Goten told his friend. Trunks glared at Goten, then grinned.

"Do you have the tape, Goten?" Trunks asked. Goten nodded in
response, then showed him a tape. The other boy grinned some more,
then pointed to a tape player that was sitting on a table near Mr.
Yuy's desk. Goten popped the tape in, and put his index finger on
the "play" button. Trunks turned around, with a microphone in his
hands. (He must have gotten it from that interdimensional pocket
thing that Heero gets his gun from or something.)

"Ladies and Gentlemen," Trunks began. "Goten and I have the pleasure
of serenading you with some...music! Mr. Yuy was my main inspiration
for this lovely song! Hit it, Goten!"

"Hai!" Goten said, then pressed the button. Some polka-type music
starts playing, then Trunks started singing.

"Weeeeeeeeeeellllll...Have you ever met my teacher, Heero Yuy? He's
the biggest ass in the whole wide world!" Trunks yelled into the
microphone. The class erupted into a fit of laugher. Heero grumbled
some more, then turned his head towards Trunks. Trunks gulped, then
decided to continue. "He's a stupid ass, a great big ass...he's an
ass to all the BOYS AND GIRLS!" Again, more laughter came from the
class, and Heero didn't hear it at all.

"On...Monday, he's an ass! On Tuesday, He's an ass! On Wednesday
through Friday, he's an ass!" Goten bellowed, dancing on top of
Heero's desk. He managed to avoid 'accidently' kicking his teacher,
then continued with their song. "Then on Saturday and Sunday, he's a
super, major, SUPREME ASS!" Once more, Heero's first period history
class broke into more laughing fits.

Meanwhile, Heero snapped out of his sleep, and heard something about
an ass. He decided to make the students think he was still asleep, so
he could find out more about this 'ass' Goten was singing about.

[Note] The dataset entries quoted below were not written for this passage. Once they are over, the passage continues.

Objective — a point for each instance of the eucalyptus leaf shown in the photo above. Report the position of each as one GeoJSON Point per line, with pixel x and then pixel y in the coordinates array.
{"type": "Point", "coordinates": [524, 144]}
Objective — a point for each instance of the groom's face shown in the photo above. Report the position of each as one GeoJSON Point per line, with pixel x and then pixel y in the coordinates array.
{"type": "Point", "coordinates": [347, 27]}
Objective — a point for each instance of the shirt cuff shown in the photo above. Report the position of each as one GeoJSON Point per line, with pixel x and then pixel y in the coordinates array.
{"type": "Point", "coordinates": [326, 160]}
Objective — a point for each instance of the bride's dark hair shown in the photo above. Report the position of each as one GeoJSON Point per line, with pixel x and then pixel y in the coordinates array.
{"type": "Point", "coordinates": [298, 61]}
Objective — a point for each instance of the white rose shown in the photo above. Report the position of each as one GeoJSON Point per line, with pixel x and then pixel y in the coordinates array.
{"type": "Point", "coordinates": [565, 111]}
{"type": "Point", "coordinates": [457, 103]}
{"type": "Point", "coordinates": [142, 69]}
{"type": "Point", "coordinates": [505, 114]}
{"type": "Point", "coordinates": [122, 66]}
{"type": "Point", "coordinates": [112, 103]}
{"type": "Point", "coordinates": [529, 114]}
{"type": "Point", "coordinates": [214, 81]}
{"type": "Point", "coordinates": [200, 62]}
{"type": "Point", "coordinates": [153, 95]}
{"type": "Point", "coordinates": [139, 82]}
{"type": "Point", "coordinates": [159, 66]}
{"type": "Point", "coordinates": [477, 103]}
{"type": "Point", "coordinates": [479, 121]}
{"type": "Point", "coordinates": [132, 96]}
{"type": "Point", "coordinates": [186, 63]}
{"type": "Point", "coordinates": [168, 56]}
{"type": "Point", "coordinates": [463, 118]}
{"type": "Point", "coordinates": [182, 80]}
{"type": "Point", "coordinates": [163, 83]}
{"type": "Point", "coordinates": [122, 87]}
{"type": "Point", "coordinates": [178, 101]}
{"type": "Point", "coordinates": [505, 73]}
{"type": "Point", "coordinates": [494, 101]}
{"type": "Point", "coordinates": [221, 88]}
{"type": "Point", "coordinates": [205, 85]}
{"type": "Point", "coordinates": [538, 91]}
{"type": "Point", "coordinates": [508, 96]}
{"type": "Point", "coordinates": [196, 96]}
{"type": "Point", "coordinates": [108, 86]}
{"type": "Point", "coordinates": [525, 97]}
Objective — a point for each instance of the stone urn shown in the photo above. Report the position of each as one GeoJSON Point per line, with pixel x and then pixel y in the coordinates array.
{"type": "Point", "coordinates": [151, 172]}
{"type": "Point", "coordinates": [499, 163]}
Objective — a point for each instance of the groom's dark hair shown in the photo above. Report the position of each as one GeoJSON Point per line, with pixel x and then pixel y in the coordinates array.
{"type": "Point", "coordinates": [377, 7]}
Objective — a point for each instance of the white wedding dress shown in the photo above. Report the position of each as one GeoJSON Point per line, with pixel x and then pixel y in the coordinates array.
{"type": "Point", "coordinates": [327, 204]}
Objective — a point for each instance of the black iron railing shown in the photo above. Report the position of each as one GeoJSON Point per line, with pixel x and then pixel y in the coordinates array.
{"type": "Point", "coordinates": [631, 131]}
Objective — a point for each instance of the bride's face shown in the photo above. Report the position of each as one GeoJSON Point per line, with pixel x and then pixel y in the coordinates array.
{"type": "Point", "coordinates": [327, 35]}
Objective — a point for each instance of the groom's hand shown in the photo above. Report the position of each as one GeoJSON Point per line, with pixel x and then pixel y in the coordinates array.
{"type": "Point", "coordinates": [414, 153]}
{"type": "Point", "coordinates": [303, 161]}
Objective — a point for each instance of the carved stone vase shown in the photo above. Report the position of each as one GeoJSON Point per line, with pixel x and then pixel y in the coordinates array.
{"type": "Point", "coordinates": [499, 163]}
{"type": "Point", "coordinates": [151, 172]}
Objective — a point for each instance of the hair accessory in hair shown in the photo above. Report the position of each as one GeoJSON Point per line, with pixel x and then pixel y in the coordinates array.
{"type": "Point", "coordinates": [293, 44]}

Trunks smirked at Goten, then glanced back at the class. Goten handed
back the microphone, then Trunks said, "Everybody sing!" Everyone in
the class hesistated, then they started singing some words, completely
unaware of the fact that Heero was up, ready to hear every word they
were about to serenade the school with.

"HAAAAAAAAAVE you ever met our teacher Heero Yuy? He's the biggest
ass in the whole wide world! He's a stupid ass, a great big ass!
He's an ass to all the boys and girls!" were the words Heero heard.
His head immediately snapped up, and he saw a HUGE kickline being
formed in the back of his classroom, with Trunks and Goten at either
end of it. He growled, stood up, then walked towards the tape player.
Naturally, the kids didn't notice, since they were having too much
fun.

"On...Monday, he's an ass! On Tuesday, He's an ass! On Wednesday
through Friday, he's an ass! Then on Saturday and Sunday, he's a
super, major, SUPREME ASS!" the class continued with the song as Heero
leaned over to press the 'stop' button. Trunks smirked, stepped out
of the kickline with his back facing Heero, and got a hold of the
microphone once more.

"Heero Yuy....is an...AAAAAAAAAAAAAAAAAASSSSSSSSSS!" he screeched.
Goten and the rest of the class were about to clap and cheer, when
they saw their teacher at the front of the room. They saw Mr. Yuy's
finger on the 'stop' button. Every kid, except Trunks, had the 'Oh
crap, we're screwed' look plastered onto their face. Trunks, who
didn't know why everyone was so quiet, had a puzzled look on his face.

"What? You didn't like it?" Trunks asked. When no one responded, he
decided that there had to be something behind him that was making them
have that really weird look on their faces. When he turned around, he
saw the face of one EXTREMELY pissed off Heero Yuy. Trunks
facefaulted and thought, 'I'm dead...'

"Mr. Vegeta-Briefs," Heero stated. Trunks' knees gave out, so he
leaned onto a nearby desk. "That was quiet a...lovely song."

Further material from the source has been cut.